New report: Sea-level rise will affect Key deer more than any other U.S. endangered species

kwadlow@keynoter.comDecember 28, 2013 

Key deer are only about 30 inches tall at the shoulder.

KEYSINFONET

A new report on the threat to endangered species from rising sea levels adopted the Key deer as its top poster critter.

"Three-quarters of the world's Key deer live on just two islands: Big Pine Key and No Name Key," says the report from the Center for Biological Diversity. "About 86 percent of islands occupied by the Key deer are less than 3 feet above sea level."

The report, "Deadly Waters: How Rising Seas Threaten 233 Endangered Species," was released by the Tucson, Ariz.,-based environmental group earlier this month. It sticks to endangered species found in the U.S.

"The Key deer's pine rockland habitat has already been reduced by rising seas," it says, "and up to 96 percent of Big Pine Key's pine forest and hardwood hammocks could be inundated by 2100."

The Nature Conservancy, which maintains a Lower Keys office, has spent years charting the expected effect of sea-level rise in the Keys. One of the consequences has been a major reduction of the conservancy's program to buy undeveloped Keys land for preservation.

"When buying land and possessing it, there was the assumption that land would be around for a very long time," Chris Bergh, The Nature Conservancy's South Florida conservation coordinator, said Friday.

"Now that it's become obvious that sea-level rise is happening and accelerating," Bergh said, "that kind of conservation investment is much less certain than it used to be."

Loggerhead sea turtles, the most common marine turtle in Florida Keys waters, were ranked second on the Center for Biological Diversity's list of top-five "species at risk."

Rising seas will inundate many Florida beaches that loggerheads need for nesting, it contends.
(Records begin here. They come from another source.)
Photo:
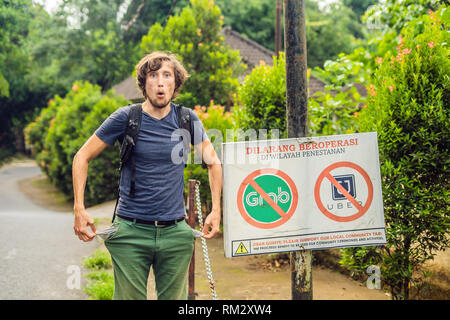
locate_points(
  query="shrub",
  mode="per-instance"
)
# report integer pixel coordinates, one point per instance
(262, 101)
(60, 131)
(408, 107)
"As the beaches shrink, crowding will increase the likelihood that female turtles inadvertently dig up other nests, as well as the rate of nest infections and predation," the report says. "Beachfront development and seawalls in many areas of the coast will prevent ... nesting turtles from moving inland."

"In the Florida Keys, where much of the land is below 6 feet in elevation, 24 endangered species are already suffering major impacts," the report says. "The endangered Lower Keys marsh rabbit has lost almost half of its habitat because of sea-level rise, and the Key tree cactus is dying off as the soil becomes too salty."
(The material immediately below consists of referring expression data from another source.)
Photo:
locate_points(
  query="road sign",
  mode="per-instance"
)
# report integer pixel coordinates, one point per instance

Nearly 60 percent of the 120 endangered species in Florida could be lost to sea-level rise, the report says.

"In the Florida Keys alone, sea-level rise threatens more than 20 endangered species including the West Indian manatee, elkhorn and staghorn corals, five nesting sea turtles, and nine endangered species unique to these islands, from the Miami blue butterfly to the Key Largo cotton mouse."
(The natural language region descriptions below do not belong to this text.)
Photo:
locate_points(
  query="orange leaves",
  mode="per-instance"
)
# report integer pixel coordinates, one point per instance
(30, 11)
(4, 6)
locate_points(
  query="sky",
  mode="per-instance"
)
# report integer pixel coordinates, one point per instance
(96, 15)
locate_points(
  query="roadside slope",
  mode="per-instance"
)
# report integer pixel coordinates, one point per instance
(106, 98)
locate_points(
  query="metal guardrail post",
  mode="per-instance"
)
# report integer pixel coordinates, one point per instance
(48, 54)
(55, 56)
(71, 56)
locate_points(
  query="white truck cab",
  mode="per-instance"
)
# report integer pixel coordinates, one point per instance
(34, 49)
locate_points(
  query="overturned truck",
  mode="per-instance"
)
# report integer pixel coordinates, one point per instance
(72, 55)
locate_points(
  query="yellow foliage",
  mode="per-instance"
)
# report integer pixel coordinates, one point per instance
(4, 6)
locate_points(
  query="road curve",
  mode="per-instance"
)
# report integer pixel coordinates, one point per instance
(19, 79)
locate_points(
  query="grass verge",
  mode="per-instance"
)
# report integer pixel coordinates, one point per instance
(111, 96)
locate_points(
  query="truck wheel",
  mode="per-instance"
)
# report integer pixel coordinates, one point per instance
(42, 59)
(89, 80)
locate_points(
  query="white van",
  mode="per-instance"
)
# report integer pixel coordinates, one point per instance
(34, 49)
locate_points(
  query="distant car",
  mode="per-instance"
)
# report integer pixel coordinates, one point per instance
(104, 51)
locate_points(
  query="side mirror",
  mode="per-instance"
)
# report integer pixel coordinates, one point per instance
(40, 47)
Besides the Key deer and loggerheads, the center's other top-five endangered animals threatened by climate change are the Delmarva Peninsula fox squirrel, now found mostly along Maryland's Chesapeake Bay shoreline; the Western snowy plover, a seabird that lays its eggs in beach sand; and the Hawaiian monk seal.

The Center for Biological Diversity based its report on studies from federal government agencies and other scientific sources.